2. Create More State Plans or Give Them More Jurisdiction. Trump is no stranger to OSHA enforcement. Since 2008, his companies have been inspected by Fed-OSHA and state OSHA plans approximately 13 times, with around six of those inspections resulting in penalties.Given this history, he likely understands that Fed-OSHA enforces the OSH Act in some states, while state OSHA plans enforce the Act in the balance of states.
Relying again on his business background, he may find expansion of state OSHA plan jurisdiction as an opportunity to shrink the federal agency and save taxpayer dollars. He may find a way - such as eliminating any Fed-OSHA jurisdiction in current state plan states, or encouraging more states to develop state OSHA plans - to decrease the size of the federal agency and shift more responsibilities to the states.
Conservative states where Fed-OSHA currently enforces the OSH Act, such as Texas, Alabama, and Georgia, may be interested in developing a state OSHA plan and thereby controlling how the OSH Act is enforced there against private employers, if given incentives to do so.
3. Scale Back Whistleblower Programs. Fed-OSHA enforces the whistleblower provisions of approximately 22 statutes. Like the referenced amputation referral requirement, whistleblower claims demand a significant amount of Fed-OSHA’s resources. Unfortunately, many of these complaints are unfounded and result in a significant waste of time and resources. According to one official, perhaps only 1 in every 30 (or more) whistleblower claims may have merit or result in a “cause” finding.

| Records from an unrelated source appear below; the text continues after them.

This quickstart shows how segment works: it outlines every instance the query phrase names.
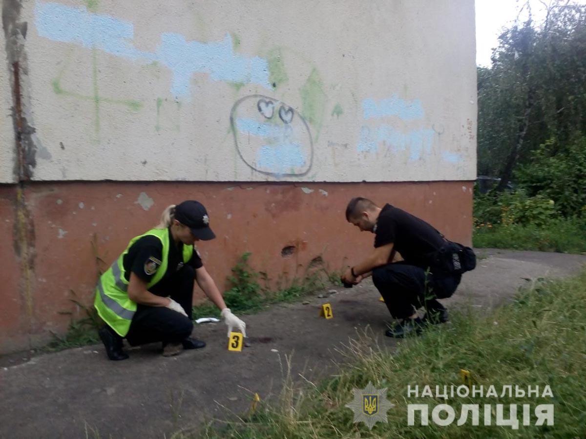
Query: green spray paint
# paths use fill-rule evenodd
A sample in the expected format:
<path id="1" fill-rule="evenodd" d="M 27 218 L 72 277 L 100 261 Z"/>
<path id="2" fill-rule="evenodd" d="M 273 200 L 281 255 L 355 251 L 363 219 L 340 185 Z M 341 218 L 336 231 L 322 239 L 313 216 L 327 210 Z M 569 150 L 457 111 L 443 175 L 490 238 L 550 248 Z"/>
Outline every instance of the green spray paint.
<path id="1" fill-rule="evenodd" d="M 273 88 L 289 80 L 281 47 L 273 47 L 269 50 L 267 61 L 268 63 L 268 81 L 272 85 Z"/>
<path id="2" fill-rule="evenodd" d="M 311 71 L 301 90 L 301 115 L 316 129 L 315 140 L 319 137 L 326 107 L 326 94 L 319 73 L 315 68 Z"/>
<path id="3" fill-rule="evenodd" d="M 340 116 L 344 114 L 344 110 L 342 109 L 342 105 L 339 104 L 336 104 L 334 107 L 333 109 L 332 110 L 332 117 L 336 116 L 338 119 L 340 118 Z"/>
<path id="4" fill-rule="evenodd" d="M 156 125 L 155 125 L 155 131 L 157 132 L 161 130 L 161 106 L 163 104 L 163 100 L 161 98 L 156 98 Z"/>
<path id="5" fill-rule="evenodd" d="M 240 89 L 243 87 L 246 84 L 244 83 L 231 83 L 229 82 L 228 84 L 231 87 L 234 88 L 237 92 L 240 91 Z"/>
<path id="6" fill-rule="evenodd" d="M 96 140 L 100 143 L 100 94 L 98 91 L 98 63 L 96 59 L 96 47 L 91 48 L 91 82 L 94 88 L 94 107 L 96 109 L 96 116 L 94 118 L 94 128 L 96 130 Z"/>
<path id="7" fill-rule="evenodd" d="M 96 5 L 97 3 L 96 2 Z M 104 98 L 100 95 L 100 90 L 98 86 L 98 66 L 97 60 L 97 50 L 93 47 L 91 49 L 91 84 L 93 93 L 91 95 L 83 95 L 80 93 L 65 90 L 61 85 L 61 80 L 69 68 L 71 61 L 71 54 L 69 55 L 64 63 L 64 67 L 57 74 L 57 77 L 51 81 L 51 86 L 53 92 L 61 96 L 67 96 L 80 101 L 87 101 L 93 102 L 94 107 L 94 131 L 96 137 L 93 139 L 94 141 L 100 142 L 100 111 L 103 103 L 111 104 L 115 105 L 122 105 L 128 108 L 131 111 L 138 112 L 142 108 L 142 103 L 139 101 L 134 99 L 110 99 Z"/>
<path id="8" fill-rule="evenodd" d="M 232 49 L 236 52 L 240 47 L 240 37 L 234 32 L 230 32 L 230 35 L 232 37 Z"/>

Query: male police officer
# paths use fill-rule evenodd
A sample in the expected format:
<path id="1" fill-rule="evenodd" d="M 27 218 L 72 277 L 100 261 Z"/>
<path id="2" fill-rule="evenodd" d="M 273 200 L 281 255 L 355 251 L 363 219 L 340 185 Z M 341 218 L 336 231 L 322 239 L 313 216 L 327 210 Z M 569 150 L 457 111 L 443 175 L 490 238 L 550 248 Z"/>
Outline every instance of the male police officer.
<path id="1" fill-rule="evenodd" d="M 346 219 L 361 231 L 374 234 L 374 251 L 349 269 L 342 281 L 356 284 L 372 276 L 391 315 L 400 322 L 387 330 L 389 337 L 419 334 L 425 323 L 448 321 L 448 311 L 436 299 L 450 297 L 461 274 L 434 272 L 434 255 L 448 241 L 423 220 L 386 204 L 382 208 L 367 198 L 352 198 Z M 393 262 L 398 253 L 403 260 Z M 416 309 L 424 306 L 421 320 Z"/>

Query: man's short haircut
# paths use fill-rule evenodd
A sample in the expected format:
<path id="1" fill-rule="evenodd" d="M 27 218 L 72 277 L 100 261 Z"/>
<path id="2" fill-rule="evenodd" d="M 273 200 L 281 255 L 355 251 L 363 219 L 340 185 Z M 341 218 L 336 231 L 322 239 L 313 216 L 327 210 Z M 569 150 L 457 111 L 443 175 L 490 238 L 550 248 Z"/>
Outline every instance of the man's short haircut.
<path id="1" fill-rule="evenodd" d="M 356 218 L 360 212 L 367 210 L 374 210 L 378 206 L 372 201 L 362 197 L 356 197 L 350 200 L 348 207 L 346 208 L 346 220 L 349 221 L 350 218 Z"/>

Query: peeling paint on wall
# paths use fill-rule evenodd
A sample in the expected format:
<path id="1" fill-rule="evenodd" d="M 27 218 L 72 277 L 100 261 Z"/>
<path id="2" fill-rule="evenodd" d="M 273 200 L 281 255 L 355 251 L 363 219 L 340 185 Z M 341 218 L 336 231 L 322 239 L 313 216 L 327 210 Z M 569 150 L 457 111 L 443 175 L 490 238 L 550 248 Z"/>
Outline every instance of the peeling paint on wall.
<path id="1" fill-rule="evenodd" d="M 140 205 L 144 210 L 149 210 L 151 207 L 152 207 L 153 204 L 155 204 L 155 201 L 152 198 L 146 195 L 145 192 L 141 192 L 138 195 L 138 198 L 134 202 L 135 204 Z"/>

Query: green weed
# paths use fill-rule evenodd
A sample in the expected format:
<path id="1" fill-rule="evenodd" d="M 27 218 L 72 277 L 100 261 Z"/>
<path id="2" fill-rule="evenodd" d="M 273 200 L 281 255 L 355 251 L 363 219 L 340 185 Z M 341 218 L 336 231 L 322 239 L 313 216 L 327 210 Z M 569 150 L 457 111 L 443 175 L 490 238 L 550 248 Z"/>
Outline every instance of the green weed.
<path id="1" fill-rule="evenodd" d="M 53 339 L 43 348 L 44 350 L 54 352 L 99 342 L 97 331 L 101 325 L 101 320 L 96 309 L 93 307 L 86 306 L 76 299 L 70 300 L 84 311 L 86 317 L 76 320 L 72 319 L 67 332 L 63 335 L 52 331 Z M 72 313 L 70 311 L 62 311 L 60 314 L 70 315 Z"/>
<path id="2" fill-rule="evenodd" d="M 344 350 L 345 364 L 335 375 L 315 385 L 295 386 L 286 380 L 278 401 L 265 404 L 253 416 L 222 424 L 212 421 L 204 431 L 188 438 L 533 438 L 584 437 L 586 435 L 586 270 L 579 276 L 555 282 L 542 280 L 520 292 L 515 300 L 486 315 L 471 311 L 454 313 L 451 325 L 427 330 L 418 338 L 401 343 L 391 352 L 378 347 L 365 332 Z M 522 397 L 442 398 L 410 397 L 408 386 L 431 387 L 462 383 L 459 371 L 471 371 L 475 385 L 485 392 L 495 386 L 499 390 L 512 385 L 527 389 L 551 387 L 553 398 L 527 395 Z M 388 423 L 377 423 L 372 431 L 353 422 L 345 406 L 353 388 L 372 382 L 387 388 L 387 397 L 396 404 L 387 413 Z M 541 392 L 541 390 L 540 390 Z M 470 419 L 445 427 L 431 421 L 427 426 L 410 427 L 408 404 L 450 404 L 457 415 L 464 404 L 478 404 L 481 417 L 485 404 L 554 404 L 554 425 L 535 425 L 519 430 L 472 425 Z M 507 407 L 508 409 L 508 407 Z M 430 415 L 431 417 L 431 415 Z M 522 416 L 517 415 L 520 423 Z"/>
<path id="3" fill-rule="evenodd" d="M 586 224 L 583 220 L 560 218 L 544 227 L 533 224 L 479 225 L 474 229 L 472 242 L 476 248 L 584 253 Z"/>

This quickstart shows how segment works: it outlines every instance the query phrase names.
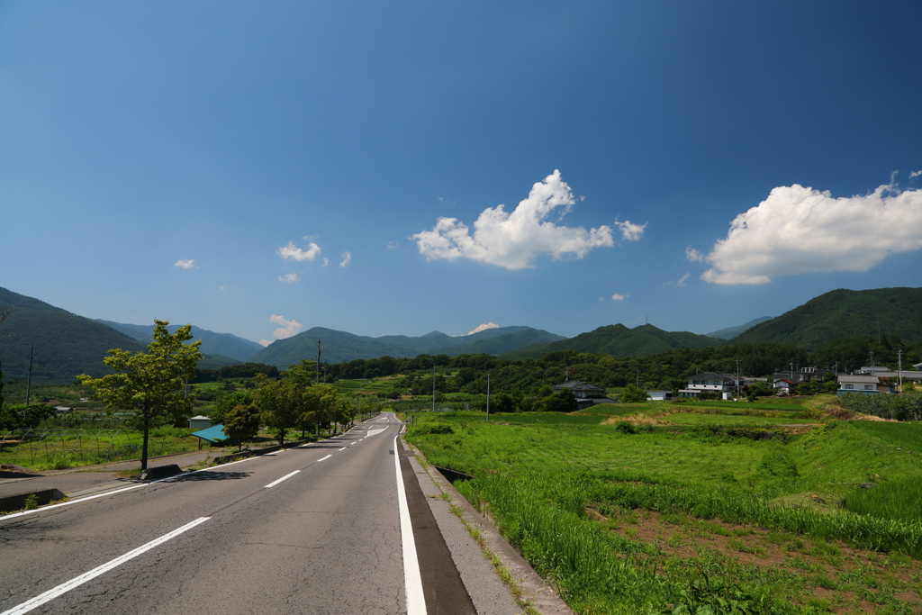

Trump may attempt to eliminate Fed-OSHA’s jurisdiction over many of these statutes, heighten the threshold for a claimant to establish a prima facie whistleblower claim, or both. These changes would allow Fed-OSHA to focus on high-hazard industry enforcement, accident/fatality inspections, and safety outreach/consultations with employers.
It is impossible to know how a President Trump would manage the federal agencies. Based on his comments and the literature made available by his campaign, however, Trump likely will streamline Fed-OSHA, repeal some or all of its recent rules on increased penalties and reporting requirements, and refocus the agency on high-hazard enforcement.